De cualquier forma, sea cual sea la fuerza política que conquiste la mayoría en las dos cámaras del Capitolio, Clinton y sus antecesores han demostrado que se puede ser un presidente demócrata y gobernar con un congreso republicano, o un presidente republicano y convivir con legisladores demócratas, sin que ello afecte sustancialmente el rumbo del los asuntos públicos estadunidenses.
Pese a todo, el proceso electoral estadunidense tiene matices interesantes que es oportuno destacar. En primer lugar, la extrema derecha republicana no pudo imponer ni sus ideas ni su candidato y el partido trató de distanciarse de ella para no perder votos.
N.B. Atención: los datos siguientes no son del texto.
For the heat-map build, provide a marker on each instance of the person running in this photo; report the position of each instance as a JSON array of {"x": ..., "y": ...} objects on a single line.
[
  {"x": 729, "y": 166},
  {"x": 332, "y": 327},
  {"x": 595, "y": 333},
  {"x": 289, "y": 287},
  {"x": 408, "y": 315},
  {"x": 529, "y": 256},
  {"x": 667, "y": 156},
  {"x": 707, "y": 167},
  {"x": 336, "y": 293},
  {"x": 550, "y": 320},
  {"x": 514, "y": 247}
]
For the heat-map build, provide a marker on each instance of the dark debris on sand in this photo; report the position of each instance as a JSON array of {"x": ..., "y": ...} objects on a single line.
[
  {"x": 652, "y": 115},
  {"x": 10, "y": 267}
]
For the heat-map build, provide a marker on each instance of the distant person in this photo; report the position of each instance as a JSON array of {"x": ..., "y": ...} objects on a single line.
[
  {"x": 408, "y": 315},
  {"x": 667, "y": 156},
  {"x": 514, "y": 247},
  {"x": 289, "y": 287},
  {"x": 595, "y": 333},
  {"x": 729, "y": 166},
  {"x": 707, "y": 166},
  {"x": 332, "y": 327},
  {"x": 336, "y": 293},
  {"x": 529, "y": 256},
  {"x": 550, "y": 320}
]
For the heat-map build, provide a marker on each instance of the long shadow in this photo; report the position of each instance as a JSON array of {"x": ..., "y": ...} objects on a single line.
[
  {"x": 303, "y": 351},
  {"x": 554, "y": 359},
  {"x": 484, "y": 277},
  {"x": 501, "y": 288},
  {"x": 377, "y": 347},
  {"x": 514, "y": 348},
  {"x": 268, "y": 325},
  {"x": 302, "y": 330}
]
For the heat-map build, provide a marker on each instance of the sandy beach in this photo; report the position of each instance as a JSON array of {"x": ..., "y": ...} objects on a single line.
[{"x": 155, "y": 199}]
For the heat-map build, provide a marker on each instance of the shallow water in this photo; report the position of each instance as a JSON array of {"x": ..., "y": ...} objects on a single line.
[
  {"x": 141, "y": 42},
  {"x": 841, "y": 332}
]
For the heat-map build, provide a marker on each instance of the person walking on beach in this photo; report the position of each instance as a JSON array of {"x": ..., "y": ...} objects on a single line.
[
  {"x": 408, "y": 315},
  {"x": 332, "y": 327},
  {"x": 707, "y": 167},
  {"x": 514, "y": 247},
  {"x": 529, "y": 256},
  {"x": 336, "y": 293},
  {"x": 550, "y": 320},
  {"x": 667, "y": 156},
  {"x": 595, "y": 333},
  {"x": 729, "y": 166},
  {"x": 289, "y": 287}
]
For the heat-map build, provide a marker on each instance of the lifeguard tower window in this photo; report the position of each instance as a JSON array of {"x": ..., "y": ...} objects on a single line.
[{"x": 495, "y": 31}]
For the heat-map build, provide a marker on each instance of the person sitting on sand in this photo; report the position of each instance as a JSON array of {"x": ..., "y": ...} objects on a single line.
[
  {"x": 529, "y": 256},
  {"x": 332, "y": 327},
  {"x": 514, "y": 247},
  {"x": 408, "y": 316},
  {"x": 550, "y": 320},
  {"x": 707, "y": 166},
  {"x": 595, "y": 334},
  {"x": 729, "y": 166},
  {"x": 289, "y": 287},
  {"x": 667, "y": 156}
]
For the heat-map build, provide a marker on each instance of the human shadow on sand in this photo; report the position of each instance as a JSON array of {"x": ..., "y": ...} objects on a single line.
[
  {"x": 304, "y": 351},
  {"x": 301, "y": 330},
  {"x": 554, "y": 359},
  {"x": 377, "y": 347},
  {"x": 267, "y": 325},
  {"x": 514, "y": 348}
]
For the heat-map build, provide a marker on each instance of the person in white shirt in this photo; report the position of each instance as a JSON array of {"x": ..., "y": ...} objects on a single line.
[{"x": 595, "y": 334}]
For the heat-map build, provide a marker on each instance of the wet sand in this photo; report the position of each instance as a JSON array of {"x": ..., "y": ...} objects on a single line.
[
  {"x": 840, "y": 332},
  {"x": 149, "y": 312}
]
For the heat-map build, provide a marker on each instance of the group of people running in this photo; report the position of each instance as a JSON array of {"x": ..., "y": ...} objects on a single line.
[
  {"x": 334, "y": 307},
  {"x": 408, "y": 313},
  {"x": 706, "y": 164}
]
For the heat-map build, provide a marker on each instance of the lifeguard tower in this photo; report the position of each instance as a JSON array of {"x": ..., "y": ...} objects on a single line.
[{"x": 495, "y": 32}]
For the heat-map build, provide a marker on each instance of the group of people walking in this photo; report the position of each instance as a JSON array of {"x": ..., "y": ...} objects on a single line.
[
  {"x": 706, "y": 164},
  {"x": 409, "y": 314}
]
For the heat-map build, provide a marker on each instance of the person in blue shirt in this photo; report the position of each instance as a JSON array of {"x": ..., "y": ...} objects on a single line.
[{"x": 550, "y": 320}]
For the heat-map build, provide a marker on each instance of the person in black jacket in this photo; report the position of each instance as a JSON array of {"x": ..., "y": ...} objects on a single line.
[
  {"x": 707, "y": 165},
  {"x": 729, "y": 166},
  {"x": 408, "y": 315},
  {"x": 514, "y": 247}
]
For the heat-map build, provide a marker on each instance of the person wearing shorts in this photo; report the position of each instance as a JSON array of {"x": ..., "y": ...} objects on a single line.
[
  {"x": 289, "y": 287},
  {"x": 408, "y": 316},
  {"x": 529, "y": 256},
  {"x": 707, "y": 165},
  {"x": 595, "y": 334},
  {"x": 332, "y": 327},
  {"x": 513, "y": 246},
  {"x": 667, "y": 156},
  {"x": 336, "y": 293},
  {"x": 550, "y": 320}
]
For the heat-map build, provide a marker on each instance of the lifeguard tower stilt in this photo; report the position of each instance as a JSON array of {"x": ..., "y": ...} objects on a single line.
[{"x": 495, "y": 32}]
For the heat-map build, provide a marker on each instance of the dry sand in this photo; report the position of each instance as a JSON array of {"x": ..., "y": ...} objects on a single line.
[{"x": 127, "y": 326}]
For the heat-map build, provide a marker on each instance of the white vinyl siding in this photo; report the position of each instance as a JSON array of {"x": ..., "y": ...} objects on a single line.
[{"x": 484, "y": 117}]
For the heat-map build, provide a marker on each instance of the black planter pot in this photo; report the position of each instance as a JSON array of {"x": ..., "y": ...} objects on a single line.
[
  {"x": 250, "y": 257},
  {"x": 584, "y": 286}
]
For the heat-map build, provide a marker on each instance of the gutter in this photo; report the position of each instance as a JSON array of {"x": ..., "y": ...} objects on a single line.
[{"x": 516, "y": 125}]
La sociedad, por lo tanto, aunque conservadora, obligó a moderarse a los epígonos del fundamentalismo neoliberal y a los cruzados de la liquidación total del estado de bienestar.
En segundo lugar, aunque Clinton viró hacia la derecha para tratar de adaptarse a la ola conservadora con una política que muy poco le diferenciaba de los republicanos, de todos modos la base de los demócratas siguió manteniendo un lazo con el espesor histórico de la protesta plebeya contra los monopolios, que es una de las integrantes de la cultura popular democrática en Estados Unidos, y esa base votó, no por Clinton, sino contra sus propios adversarios sociales.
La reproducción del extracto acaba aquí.